In this context, Pires ran for the Pernambuco state legislature in 2022, highlighting the need for state policies to support family farms. “There’s an absence of a political strategy that values peasant farming, that values family farms,” Pires said. “With the exception of my campaign, all the others neglected the role of family agriculture. When that happens, there’s an emptying of rural communities,” he affirmed.
“So, what my father told me when I was 14 years old, that he wanted me to study outside because there was no future in agriculture; today we’re living through the same reality,” he said.
“Governments don’t value family farms. Governments value agribusiness, big producers, big industries,” Pires said, describing how young people, instead of focusing on small holding farms, tend to look to agribusiness for work opportunities. At the same time, he says, people have lost faith in politics, and so they focus on the now.
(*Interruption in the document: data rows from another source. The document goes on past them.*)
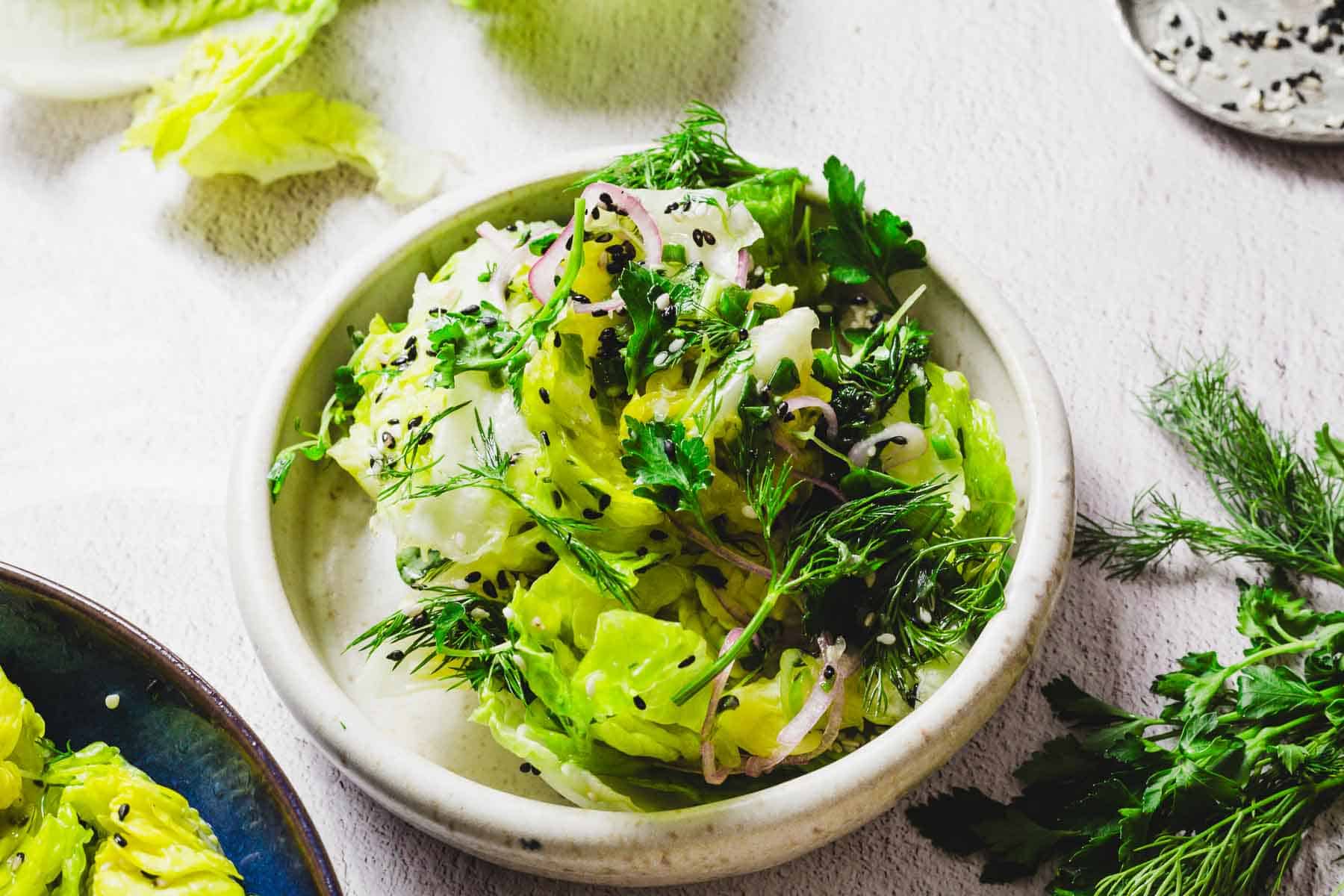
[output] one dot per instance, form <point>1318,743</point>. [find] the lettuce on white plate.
<point>206,63</point>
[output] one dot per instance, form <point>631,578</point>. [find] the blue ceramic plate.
<point>67,653</point>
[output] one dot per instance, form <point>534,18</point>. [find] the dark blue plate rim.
<point>205,699</point>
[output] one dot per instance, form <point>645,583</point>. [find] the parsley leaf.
<point>862,247</point>
<point>668,467</point>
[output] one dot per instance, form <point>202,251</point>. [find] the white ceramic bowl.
<point>297,567</point>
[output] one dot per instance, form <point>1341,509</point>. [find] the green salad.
<point>90,824</point>
<point>675,484</point>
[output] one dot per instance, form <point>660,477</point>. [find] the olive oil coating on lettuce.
<point>703,516</point>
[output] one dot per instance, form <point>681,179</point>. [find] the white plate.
<point>302,564</point>
<point>1312,112</point>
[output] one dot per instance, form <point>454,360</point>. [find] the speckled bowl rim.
<point>203,697</point>
<point>1183,94</point>
<point>734,836</point>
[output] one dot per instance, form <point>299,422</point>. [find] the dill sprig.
<point>491,472</point>
<point>1283,509</point>
<point>697,153</point>
<point>458,629</point>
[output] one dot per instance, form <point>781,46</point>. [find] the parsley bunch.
<point>1211,797</point>
<point>1214,794</point>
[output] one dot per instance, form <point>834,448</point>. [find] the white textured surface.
<point>140,311</point>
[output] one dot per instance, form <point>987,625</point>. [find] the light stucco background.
<point>140,311</point>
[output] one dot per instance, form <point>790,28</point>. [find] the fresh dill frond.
<point>463,632</point>
<point>1281,508</point>
<point>491,472</point>
<point>697,153</point>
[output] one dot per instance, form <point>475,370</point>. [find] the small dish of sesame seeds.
<point>315,578</point>
<point>1269,67</point>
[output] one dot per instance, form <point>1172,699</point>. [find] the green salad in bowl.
<point>675,485</point>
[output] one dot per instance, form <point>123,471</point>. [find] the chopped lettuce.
<point>208,63</point>
<point>584,529</point>
<point>97,825</point>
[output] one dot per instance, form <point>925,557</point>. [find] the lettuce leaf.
<point>208,62</point>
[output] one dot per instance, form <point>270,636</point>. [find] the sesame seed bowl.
<point>1269,67</point>
<point>96,677</point>
<point>311,574</point>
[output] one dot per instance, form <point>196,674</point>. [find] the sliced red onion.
<point>632,207</point>
<point>542,277</point>
<point>504,273</point>
<point>914,445</point>
<point>824,694</point>
<point>609,305</point>
<point>714,775</point>
<point>844,668</point>
<point>497,238</point>
<point>827,411</point>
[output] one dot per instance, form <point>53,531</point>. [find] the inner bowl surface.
<point>311,574</point>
“There’s a historic movement in Brazil, from the right and the extreme right, to put [money and faith] in place of politics,” Pires said. “Discussing politics in this broader context of what the problems are and how to solve them, what bills and public policies can help solve these problems, there’s no belief in this anymore. People don’t believe in politics,” he concluded as a result of his campaign experience in which he lost his bid to enter the state legislature.
In spite of that, in March 2023, Pires was offered a position within President Lula da Silva’s government. Now, Pires is the director of efforts to prevent desertification within the Ministry of Environment and Climate Change. Pires’ name was proposed by ASA, which has long worked on ensuring access to water in Brazil’s semi-arid region.
“The Minister [Marina Silva] recognizes ASA’s civil society network that focuses on this issue, but that does so in a humanized way. So, it’s not just about recovering the physical environment but about recovering the environment where people live, where people are living with all of their socially productive and reproductive projects. So, I feel very honored — and of course challenged as well — by the invitation,” Pires said.